University California Los Angeles students stage a protest rally in a show of solidarity with protesters at the University of Missouri, in Los Angeles, Nov. 12, 2015,
University California Los Angeles students stage a protest rally in a show of solidarity with protesters at the University of Missouri, in Los Angeles, Nov. 12, 2015,

Racial tensions at the University of Missouri are bringing attention to issues that have been simmering on other college campuses for months, if not longer, amid a national discussion of race relations and treatment of blacks in America.

The issues vary at different campuses, but many students say there's a common thread among campuses that can be inhospitable to students from racial minorities.

Some are calling for more diversity among faculty and more spending on scholarships for minorities, as well as resources such as cultural centers.

Faculty, staff

"You can't just bring students in; you've got to have faculty and staff members in key positions and you've got to be current," said Roger Pulliam, faculty adviser of the National Black Student Union, based in Whitewater, Wisconsin.

Tensions flared earlier this week at the Columbia, Missouri, campus, where black students said school officials were not addressing racial slurs and incidents at the school. By midweek, the school's president and chancellor had resigned, and a Missouri college student had been arrested for making death threats against black students at the school.

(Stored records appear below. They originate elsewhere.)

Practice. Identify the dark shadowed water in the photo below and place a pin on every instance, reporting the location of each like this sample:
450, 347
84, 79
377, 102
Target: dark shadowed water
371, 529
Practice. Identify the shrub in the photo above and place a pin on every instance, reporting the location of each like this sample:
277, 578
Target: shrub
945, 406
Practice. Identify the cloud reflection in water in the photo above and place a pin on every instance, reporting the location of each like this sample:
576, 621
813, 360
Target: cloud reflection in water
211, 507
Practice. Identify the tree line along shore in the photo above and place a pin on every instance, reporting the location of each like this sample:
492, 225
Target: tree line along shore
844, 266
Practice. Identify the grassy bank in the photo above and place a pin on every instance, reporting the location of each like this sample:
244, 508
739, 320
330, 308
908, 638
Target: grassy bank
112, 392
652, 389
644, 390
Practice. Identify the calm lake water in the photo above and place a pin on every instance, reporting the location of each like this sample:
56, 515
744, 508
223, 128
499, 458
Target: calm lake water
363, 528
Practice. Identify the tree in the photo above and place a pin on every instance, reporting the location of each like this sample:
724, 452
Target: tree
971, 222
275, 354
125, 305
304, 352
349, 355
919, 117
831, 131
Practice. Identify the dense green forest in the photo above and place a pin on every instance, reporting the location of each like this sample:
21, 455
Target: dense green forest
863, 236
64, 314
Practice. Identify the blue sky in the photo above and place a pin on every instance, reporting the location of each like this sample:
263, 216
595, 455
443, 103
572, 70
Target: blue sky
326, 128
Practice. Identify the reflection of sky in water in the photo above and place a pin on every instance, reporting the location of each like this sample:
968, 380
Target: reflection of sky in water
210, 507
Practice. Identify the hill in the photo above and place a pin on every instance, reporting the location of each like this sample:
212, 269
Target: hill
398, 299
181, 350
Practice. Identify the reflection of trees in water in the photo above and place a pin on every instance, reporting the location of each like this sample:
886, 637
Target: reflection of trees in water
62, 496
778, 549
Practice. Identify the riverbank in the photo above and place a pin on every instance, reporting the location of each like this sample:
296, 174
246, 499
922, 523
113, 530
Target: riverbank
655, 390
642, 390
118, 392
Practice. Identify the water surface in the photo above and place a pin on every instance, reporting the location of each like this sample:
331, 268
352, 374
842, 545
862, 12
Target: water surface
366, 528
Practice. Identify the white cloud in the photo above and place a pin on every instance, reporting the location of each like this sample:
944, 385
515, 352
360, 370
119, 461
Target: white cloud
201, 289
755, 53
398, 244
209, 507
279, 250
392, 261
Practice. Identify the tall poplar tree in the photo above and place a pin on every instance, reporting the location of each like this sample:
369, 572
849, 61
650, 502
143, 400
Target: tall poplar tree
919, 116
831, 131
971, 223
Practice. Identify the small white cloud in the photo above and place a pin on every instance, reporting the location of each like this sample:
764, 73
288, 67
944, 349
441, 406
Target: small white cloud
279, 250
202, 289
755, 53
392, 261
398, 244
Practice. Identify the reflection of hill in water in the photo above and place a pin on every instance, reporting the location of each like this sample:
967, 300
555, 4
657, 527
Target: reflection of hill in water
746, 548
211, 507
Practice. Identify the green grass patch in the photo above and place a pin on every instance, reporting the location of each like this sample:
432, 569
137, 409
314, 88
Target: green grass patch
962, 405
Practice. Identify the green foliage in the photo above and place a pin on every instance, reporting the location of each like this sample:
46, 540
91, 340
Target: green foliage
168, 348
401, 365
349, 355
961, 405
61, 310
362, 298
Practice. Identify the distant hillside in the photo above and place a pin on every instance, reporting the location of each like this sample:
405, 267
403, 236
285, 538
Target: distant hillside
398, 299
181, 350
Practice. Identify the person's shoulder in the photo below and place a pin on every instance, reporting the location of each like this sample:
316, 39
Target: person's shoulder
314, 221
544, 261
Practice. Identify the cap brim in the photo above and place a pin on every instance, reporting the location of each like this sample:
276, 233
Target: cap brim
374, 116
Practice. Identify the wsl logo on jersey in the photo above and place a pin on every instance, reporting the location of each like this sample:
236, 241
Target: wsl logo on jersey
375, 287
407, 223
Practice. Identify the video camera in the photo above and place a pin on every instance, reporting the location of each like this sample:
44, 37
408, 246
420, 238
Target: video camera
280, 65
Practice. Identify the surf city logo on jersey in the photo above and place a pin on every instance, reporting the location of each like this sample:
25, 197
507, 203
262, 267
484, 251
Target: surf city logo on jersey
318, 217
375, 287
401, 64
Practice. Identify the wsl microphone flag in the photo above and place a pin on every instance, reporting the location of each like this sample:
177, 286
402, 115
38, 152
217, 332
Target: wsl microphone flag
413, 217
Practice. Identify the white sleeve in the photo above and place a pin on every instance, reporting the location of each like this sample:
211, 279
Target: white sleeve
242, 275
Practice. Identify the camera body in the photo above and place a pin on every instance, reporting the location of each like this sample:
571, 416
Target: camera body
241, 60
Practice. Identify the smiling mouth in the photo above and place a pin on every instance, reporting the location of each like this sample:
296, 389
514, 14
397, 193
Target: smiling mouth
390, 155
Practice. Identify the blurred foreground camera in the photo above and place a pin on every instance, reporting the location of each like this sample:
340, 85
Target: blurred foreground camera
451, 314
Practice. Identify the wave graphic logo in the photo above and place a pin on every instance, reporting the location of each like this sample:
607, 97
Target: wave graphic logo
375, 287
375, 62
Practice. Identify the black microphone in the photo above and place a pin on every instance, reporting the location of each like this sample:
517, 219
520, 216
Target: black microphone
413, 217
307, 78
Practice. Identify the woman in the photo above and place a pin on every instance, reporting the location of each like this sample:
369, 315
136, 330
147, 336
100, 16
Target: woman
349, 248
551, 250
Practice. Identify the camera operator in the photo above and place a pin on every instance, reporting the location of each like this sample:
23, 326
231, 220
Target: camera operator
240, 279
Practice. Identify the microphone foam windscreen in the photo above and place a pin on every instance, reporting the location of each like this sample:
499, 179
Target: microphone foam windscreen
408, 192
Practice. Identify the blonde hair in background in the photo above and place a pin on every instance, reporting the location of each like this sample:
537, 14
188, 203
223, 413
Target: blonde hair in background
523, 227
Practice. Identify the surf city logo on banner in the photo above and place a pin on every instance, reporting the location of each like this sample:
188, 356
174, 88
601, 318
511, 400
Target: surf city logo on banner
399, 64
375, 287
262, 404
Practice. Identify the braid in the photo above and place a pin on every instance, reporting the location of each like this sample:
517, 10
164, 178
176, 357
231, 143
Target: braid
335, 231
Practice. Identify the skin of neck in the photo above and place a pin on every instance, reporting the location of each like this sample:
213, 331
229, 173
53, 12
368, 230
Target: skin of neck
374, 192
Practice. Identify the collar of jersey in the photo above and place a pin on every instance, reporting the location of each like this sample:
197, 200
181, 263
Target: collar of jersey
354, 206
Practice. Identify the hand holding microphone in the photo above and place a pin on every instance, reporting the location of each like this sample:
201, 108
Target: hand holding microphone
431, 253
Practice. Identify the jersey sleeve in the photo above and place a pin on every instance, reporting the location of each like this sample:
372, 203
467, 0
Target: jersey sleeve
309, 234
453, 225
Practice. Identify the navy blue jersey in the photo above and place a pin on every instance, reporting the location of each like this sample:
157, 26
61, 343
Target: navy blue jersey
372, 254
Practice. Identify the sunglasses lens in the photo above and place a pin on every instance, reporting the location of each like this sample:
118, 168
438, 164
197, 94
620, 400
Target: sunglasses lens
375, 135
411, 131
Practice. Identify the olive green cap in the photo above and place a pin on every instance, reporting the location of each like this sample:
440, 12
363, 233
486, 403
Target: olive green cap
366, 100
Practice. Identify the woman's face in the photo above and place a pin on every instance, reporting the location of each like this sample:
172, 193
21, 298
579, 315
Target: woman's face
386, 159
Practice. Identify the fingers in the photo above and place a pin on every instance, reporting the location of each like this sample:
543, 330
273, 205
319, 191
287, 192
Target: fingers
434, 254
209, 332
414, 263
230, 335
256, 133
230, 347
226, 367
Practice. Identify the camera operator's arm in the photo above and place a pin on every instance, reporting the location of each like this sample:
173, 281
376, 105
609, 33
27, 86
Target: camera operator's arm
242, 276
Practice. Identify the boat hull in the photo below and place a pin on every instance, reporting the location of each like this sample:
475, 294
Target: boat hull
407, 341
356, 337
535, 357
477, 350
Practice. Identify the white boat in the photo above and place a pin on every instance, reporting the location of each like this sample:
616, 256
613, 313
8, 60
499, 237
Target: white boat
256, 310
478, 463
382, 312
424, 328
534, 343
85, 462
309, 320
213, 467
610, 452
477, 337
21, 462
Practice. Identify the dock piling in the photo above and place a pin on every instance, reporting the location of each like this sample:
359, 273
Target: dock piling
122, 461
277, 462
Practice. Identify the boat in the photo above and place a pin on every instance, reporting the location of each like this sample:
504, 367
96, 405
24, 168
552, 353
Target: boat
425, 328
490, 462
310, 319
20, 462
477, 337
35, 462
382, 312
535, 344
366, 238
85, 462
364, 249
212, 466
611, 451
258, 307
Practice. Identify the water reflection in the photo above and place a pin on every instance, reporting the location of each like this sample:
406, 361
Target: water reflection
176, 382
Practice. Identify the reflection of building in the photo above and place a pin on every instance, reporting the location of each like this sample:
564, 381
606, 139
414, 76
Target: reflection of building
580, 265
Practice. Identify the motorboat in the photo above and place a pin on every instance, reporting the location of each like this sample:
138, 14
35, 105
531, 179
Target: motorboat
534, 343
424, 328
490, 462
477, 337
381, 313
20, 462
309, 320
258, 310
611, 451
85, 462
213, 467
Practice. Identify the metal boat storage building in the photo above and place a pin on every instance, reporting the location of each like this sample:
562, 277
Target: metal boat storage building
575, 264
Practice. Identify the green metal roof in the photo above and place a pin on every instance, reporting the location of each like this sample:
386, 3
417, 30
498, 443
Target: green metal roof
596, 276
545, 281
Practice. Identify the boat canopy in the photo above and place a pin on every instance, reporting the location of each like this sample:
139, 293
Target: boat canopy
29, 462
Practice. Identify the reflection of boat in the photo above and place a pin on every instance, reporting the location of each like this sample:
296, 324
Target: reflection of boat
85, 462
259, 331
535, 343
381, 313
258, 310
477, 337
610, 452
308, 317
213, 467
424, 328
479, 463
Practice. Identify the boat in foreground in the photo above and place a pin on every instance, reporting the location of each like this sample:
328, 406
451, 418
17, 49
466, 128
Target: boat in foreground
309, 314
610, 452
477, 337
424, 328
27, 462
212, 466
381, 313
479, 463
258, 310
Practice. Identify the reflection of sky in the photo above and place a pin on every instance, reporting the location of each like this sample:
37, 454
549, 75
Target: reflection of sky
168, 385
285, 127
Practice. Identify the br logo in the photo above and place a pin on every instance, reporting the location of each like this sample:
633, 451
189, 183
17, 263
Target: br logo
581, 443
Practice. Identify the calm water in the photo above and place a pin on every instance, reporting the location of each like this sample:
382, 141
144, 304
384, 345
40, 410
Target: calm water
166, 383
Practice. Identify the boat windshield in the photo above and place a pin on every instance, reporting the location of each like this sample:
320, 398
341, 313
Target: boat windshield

FILE - Jonathan Butler, front left, addresses a crowd following the announcement that University of Missouri System President Tim Wolfe would resign Nov. 9, 2015, at the university in Columbia, Mo.
FILE - Jonathan Butler, front left, addresses a crowd following the announcement that University of Missouri System President Tim Wolfe would resign Nov. 9, 2015, at the university in Columbia, Mo.

Take harder line

Nationally, students say the protests in Missouri are emboldening them to take a harder line.

Black students at the University of Michigan, who make up only about 4 percent of the student body, have pressured the administration to boost diversity. If it doesn't happen, students said, they'll take a lesson from Missouri.

"We will look to organize like Missouri students if the administration is not keeping their end of the bargain of what they promised," said Capri'Nara Kendall, a senior at Michigan. "We're not afraid to organize."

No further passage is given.